大腸CT(CT colonography)検査とS状結腸鏡検査の受容性はどちらが高いのか!?

★★第12回GAIA予定!!━━━━━━━━━━━━━━━
第12回GAIAを来年30年3月11日(日)に金沢で開催します。
「AI(人工知能)を活用した内視鏡診断」を
国立がん研究センター中央病院の山田真善先生に
ご講演いただきます。

各分野のオピニオンリーダーの先生方のご講演も聞けます!!

 皆様のご参加をお待ちしております。
http://gaia.kenkyuukai.jp/information/information_detail.asp?id=72753
━━━━━━━━━━━━━━━━━━━━━━━★★



PubMedから、今日のつぶやき − 137 −


Senore C, et al.
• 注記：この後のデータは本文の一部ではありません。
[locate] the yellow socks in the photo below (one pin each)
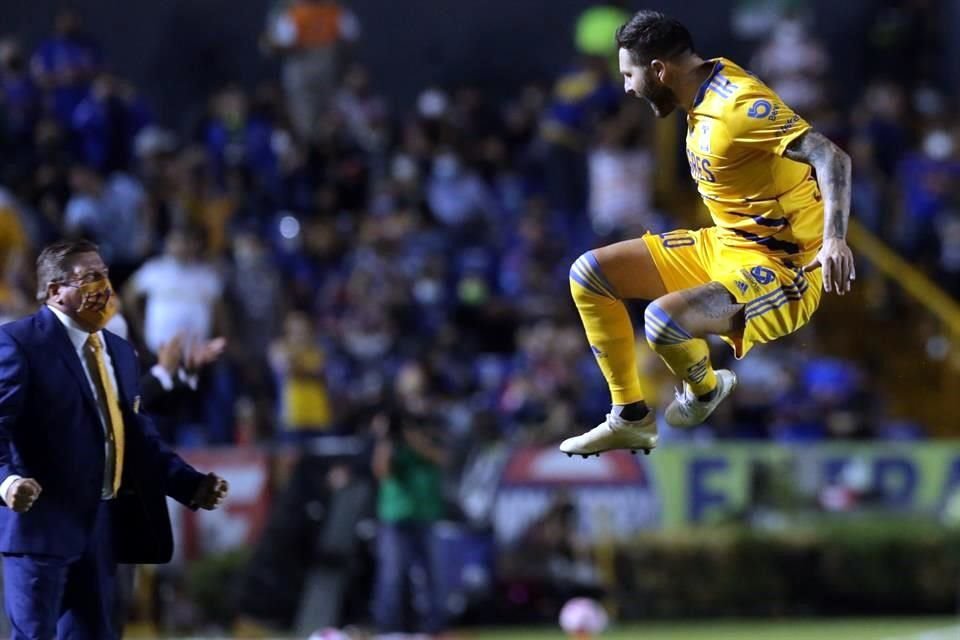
(608, 328)
(687, 357)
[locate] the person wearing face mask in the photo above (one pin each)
(83, 473)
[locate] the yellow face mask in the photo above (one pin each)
(98, 303)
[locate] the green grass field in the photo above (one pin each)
(872, 629)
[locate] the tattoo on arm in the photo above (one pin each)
(833, 175)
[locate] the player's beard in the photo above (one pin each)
(661, 99)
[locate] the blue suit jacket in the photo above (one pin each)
(50, 430)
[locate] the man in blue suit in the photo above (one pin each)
(83, 473)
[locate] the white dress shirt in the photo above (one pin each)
(78, 337)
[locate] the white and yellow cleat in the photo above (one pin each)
(687, 411)
(614, 433)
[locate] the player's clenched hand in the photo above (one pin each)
(211, 492)
(836, 260)
(22, 493)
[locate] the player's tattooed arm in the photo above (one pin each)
(833, 175)
(833, 169)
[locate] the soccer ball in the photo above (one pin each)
(583, 617)
(329, 634)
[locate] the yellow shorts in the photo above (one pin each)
(778, 299)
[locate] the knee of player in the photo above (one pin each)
(587, 278)
(662, 327)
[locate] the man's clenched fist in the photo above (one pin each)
(22, 494)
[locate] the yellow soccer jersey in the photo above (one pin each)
(737, 132)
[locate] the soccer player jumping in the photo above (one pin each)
(779, 196)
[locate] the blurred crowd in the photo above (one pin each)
(335, 239)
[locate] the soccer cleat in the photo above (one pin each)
(614, 433)
(687, 411)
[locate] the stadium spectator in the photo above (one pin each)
(407, 461)
(311, 34)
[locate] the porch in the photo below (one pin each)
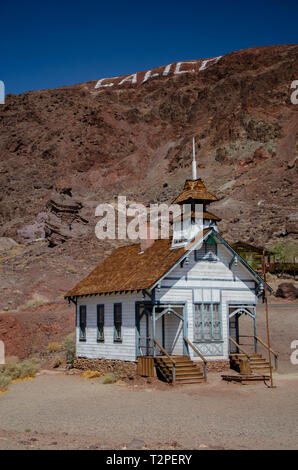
(248, 352)
(163, 346)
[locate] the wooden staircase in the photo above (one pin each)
(258, 364)
(185, 371)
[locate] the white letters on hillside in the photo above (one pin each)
(149, 74)
(205, 62)
(178, 65)
(142, 77)
(131, 78)
(99, 83)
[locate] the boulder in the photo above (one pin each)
(287, 290)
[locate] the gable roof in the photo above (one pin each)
(242, 261)
(126, 269)
(195, 189)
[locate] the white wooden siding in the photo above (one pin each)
(197, 281)
(108, 349)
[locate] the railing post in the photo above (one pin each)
(205, 370)
(153, 321)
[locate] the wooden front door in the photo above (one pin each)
(234, 330)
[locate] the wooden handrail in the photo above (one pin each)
(199, 354)
(168, 356)
(269, 349)
(240, 348)
(164, 351)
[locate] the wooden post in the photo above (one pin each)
(267, 318)
(154, 334)
(255, 333)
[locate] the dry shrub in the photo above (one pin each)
(90, 374)
(57, 362)
(109, 378)
(14, 369)
(69, 343)
(28, 369)
(54, 346)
Flexible Sigmoidoscopy and CT Colonography Screening: Patients' Experience with and Factors for Undergoing Screening-Insight from the Proteus Colon Trial. Radiology. 2017 Oct 17:170228. doi: 10.1148/radiol.2017170228. [Epub ahead of print]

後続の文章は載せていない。